You seem to misunderstand few things. You cannot compare for example long polling to the server side technology.
Long polling means that the client (i.e. browser) makes an AJAX request to the server. Then the server keeps that request alive until there is a notification. Then it responds to that request and the client after receiveing the update immediatly calls the server with new AJAX request.
You can chose whatever technology you want to handle that on the server side. People made NodeJS with this on they're mind and thus I would recommend using it for that. But use whatever suits you better.

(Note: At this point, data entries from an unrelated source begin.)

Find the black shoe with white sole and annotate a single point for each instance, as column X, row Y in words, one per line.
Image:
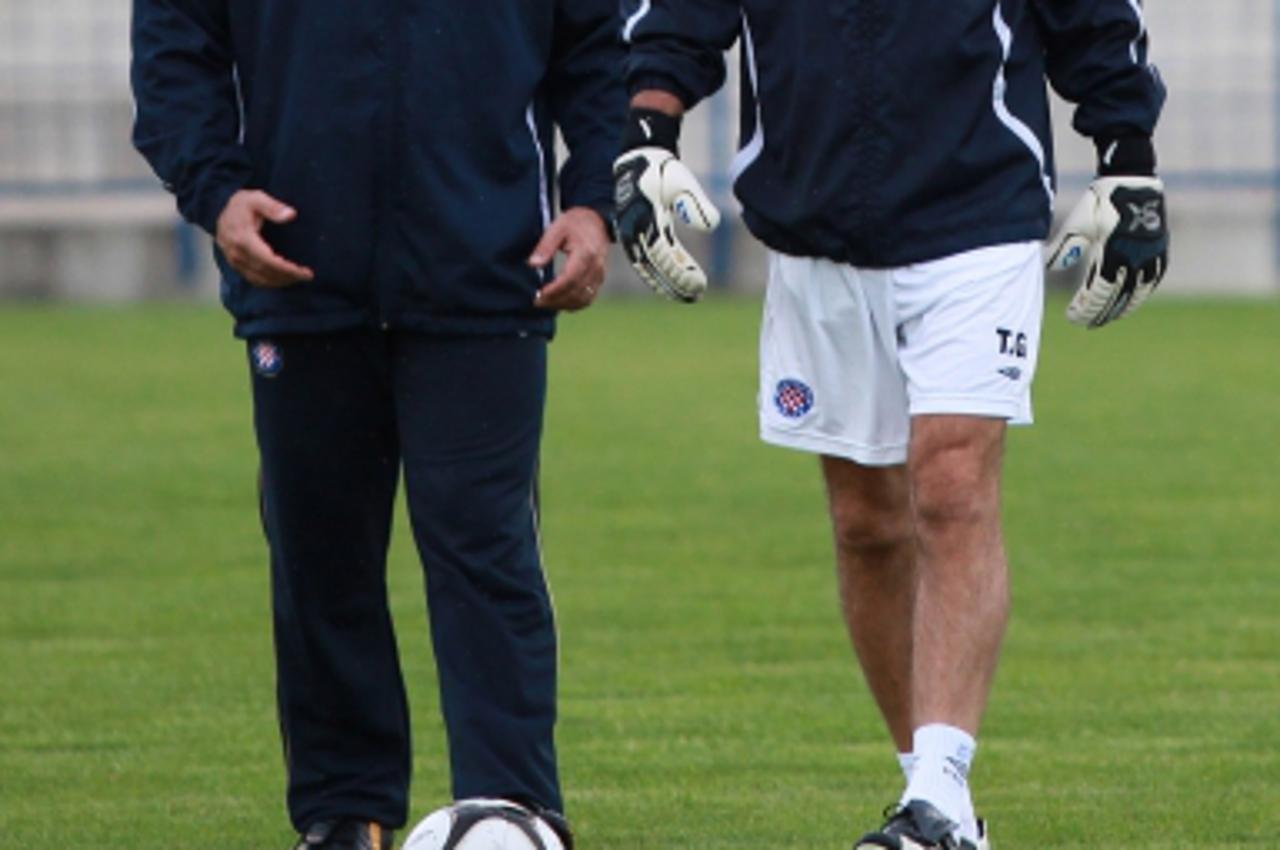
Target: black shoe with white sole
column 346, row 835
column 915, row 826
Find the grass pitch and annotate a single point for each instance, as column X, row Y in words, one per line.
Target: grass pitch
column 709, row 698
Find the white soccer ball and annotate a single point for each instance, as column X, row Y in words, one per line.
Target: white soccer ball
column 483, row 825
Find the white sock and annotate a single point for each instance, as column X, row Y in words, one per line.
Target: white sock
column 941, row 777
column 906, row 761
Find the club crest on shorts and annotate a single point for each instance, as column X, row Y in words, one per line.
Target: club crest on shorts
column 792, row 397
column 268, row 360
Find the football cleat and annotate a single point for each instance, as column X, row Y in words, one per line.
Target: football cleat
column 346, row 835
column 915, row 826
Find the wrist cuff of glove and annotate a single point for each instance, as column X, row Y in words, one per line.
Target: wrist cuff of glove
column 652, row 128
column 1125, row 156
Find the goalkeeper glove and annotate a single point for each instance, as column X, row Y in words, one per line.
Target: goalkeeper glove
column 1114, row 246
column 650, row 183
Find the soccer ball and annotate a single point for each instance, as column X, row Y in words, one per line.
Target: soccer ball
column 483, row 825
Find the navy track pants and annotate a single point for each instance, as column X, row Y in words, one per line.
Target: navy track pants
column 337, row 417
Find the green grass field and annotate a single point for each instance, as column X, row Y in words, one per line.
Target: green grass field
column 709, row 699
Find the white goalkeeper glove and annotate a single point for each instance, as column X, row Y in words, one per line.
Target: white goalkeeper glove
column 1114, row 246
column 650, row 184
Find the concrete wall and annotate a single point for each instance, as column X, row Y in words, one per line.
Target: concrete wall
column 81, row 215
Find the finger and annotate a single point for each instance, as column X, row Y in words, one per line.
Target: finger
column 256, row 256
column 562, row 292
column 270, row 209
column 553, row 240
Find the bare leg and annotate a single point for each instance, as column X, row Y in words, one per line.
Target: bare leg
column 871, row 512
column 961, row 603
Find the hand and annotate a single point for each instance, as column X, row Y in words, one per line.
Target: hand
column 240, row 236
column 580, row 233
column 1114, row 247
column 649, row 183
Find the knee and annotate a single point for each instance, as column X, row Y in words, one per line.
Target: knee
column 956, row 489
column 872, row 533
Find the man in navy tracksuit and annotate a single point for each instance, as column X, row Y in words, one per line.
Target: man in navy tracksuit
column 380, row 182
column 896, row 159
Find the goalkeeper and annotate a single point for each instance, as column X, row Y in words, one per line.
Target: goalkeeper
column 896, row 159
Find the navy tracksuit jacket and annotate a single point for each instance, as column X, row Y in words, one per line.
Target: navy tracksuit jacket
column 888, row 132
column 415, row 140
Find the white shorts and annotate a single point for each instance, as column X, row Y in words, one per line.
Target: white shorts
column 849, row 355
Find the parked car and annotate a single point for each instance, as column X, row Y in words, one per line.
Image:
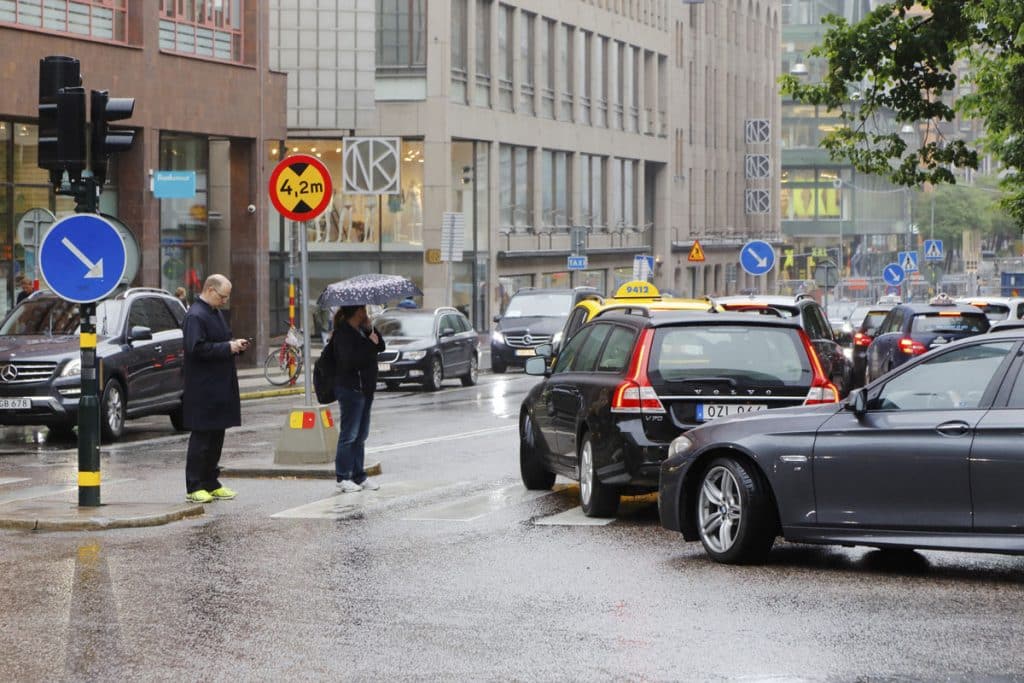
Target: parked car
column 913, row 329
column 427, row 347
column 838, row 367
column 534, row 317
column 626, row 385
column 926, row 457
column 139, row 353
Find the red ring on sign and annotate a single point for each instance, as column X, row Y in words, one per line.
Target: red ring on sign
column 328, row 187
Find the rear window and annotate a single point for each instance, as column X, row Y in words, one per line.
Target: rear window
column 951, row 322
column 755, row 354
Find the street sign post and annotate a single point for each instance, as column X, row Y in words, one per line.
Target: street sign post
column 757, row 257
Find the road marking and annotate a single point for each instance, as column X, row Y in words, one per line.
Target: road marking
column 572, row 517
column 474, row 507
column 341, row 506
column 445, row 437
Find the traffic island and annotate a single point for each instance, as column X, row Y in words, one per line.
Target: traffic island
column 36, row 515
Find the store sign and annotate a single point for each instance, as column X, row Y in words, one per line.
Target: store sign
column 372, row 166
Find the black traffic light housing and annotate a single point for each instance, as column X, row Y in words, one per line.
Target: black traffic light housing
column 107, row 140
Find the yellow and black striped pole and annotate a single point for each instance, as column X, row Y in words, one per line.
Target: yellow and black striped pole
column 88, row 413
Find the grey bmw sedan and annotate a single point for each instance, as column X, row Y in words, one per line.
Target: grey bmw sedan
column 930, row 456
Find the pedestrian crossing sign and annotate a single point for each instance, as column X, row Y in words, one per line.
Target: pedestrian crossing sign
column 908, row 261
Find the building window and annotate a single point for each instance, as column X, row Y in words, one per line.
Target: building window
column 401, row 29
column 460, row 63
column 204, row 29
column 482, row 90
column 515, row 177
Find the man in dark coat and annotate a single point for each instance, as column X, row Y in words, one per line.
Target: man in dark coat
column 211, row 397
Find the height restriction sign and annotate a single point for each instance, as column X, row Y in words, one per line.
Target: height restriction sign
column 300, row 187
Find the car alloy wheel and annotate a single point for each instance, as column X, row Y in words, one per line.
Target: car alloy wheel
column 720, row 509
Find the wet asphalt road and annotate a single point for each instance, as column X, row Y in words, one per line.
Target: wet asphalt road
column 452, row 571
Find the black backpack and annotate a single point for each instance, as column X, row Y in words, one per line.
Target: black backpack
column 324, row 374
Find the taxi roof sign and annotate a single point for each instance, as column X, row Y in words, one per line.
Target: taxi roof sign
column 637, row 289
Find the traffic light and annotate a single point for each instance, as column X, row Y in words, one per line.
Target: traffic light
column 61, row 118
column 107, row 140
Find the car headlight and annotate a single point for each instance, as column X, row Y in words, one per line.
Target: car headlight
column 679, row 445
column 72, row 368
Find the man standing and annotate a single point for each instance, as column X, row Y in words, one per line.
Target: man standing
column 211, row 397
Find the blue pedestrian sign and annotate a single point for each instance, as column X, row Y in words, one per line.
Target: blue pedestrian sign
column 933, row 250
column 907, row 260
column 893, row 274
column 578, row 263
column 757, row 257
column 83, row 258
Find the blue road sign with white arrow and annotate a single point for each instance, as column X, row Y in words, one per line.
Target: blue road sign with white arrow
column 757, row 257
column 83, row 258
column 893, row 274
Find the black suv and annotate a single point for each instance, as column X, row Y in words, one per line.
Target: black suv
column 139, row 353
column 626, row 385
column 534, row 317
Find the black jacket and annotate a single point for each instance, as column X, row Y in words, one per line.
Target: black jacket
column 211, row 397
column 355, row 359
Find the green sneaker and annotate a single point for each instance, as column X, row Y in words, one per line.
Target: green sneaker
column 222, row 494
column 200, row 497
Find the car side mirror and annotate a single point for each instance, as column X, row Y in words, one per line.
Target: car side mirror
column 537, row 366
column 139, row 333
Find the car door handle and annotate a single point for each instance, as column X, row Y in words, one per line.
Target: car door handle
column 953, row 428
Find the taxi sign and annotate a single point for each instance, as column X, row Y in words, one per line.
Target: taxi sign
column 300, row 187
column 637, row 289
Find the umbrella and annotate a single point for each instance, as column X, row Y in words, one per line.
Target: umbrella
column 366, row 289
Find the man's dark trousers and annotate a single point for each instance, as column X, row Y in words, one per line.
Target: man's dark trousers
column 202, row 462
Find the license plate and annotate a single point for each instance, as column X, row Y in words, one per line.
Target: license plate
column 712, row 411
column 15, row 403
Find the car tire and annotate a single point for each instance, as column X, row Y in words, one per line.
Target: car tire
column 535, row 476
column 735, row 496
column 469, row 379
column 112, row 412
column 434, row 376
column 178, row 419
column 597, row 499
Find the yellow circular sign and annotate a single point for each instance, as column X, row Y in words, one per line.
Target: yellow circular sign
column 300, row 187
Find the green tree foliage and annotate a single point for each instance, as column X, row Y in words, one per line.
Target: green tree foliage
column 898, row 67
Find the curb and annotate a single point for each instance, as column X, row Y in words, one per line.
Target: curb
column 69, row 519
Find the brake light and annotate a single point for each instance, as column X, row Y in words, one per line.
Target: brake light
column 911, row 347
column 635, row 393
column 821, row 391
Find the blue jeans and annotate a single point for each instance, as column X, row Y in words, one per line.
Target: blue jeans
column 354, row 427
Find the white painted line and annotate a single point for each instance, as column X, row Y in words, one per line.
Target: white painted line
column 478, row 506
column 445, row 437
column 343, row 505
column 572, row 517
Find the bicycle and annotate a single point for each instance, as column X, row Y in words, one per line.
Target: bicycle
column 284, row 366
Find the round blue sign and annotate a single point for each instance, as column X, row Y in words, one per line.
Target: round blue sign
column 757, row 257
column 82, row 258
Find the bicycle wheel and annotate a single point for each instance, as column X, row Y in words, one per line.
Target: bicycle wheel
column 281, row 366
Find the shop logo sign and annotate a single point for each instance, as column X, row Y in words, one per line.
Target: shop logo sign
column 372, row 166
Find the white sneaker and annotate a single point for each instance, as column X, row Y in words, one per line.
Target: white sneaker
column 347, row 486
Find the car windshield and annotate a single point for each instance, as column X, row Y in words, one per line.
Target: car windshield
column 52, row 316
column 755, row 354
column 540, row 305
column 951, row 322
column 409, row 325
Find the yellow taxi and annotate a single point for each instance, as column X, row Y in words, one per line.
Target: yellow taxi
column 636, row 293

Now another misunderstanding is that threads increase performance and thus they are better then single threaded applications. Actually the opposite is true: with threads the performance gets worse (here I assume that we are working on one core CPU). Threads increase responsivness, but not performance. There is however a problem (with single threaded apps) that if a thing you're trying to do is CPU intensive, then it will block your server. However if you are talking about simple notifications, then that's not an issue at all (you don't need CPU power for that). SIDE NOTE: You can fire as many instances of NodeJS as you have cores to take advantage of multiple cores (you will need a bit more complex code, though).
Also you should consider using WebSockets (thus implementing a simple TCP server on the server side). Long polling is inefficient and most modern browsers do support WebSockets (in particular IE10+ as it was always an issue with IE).
Concluding: on the server side use the technology you're most familiar with.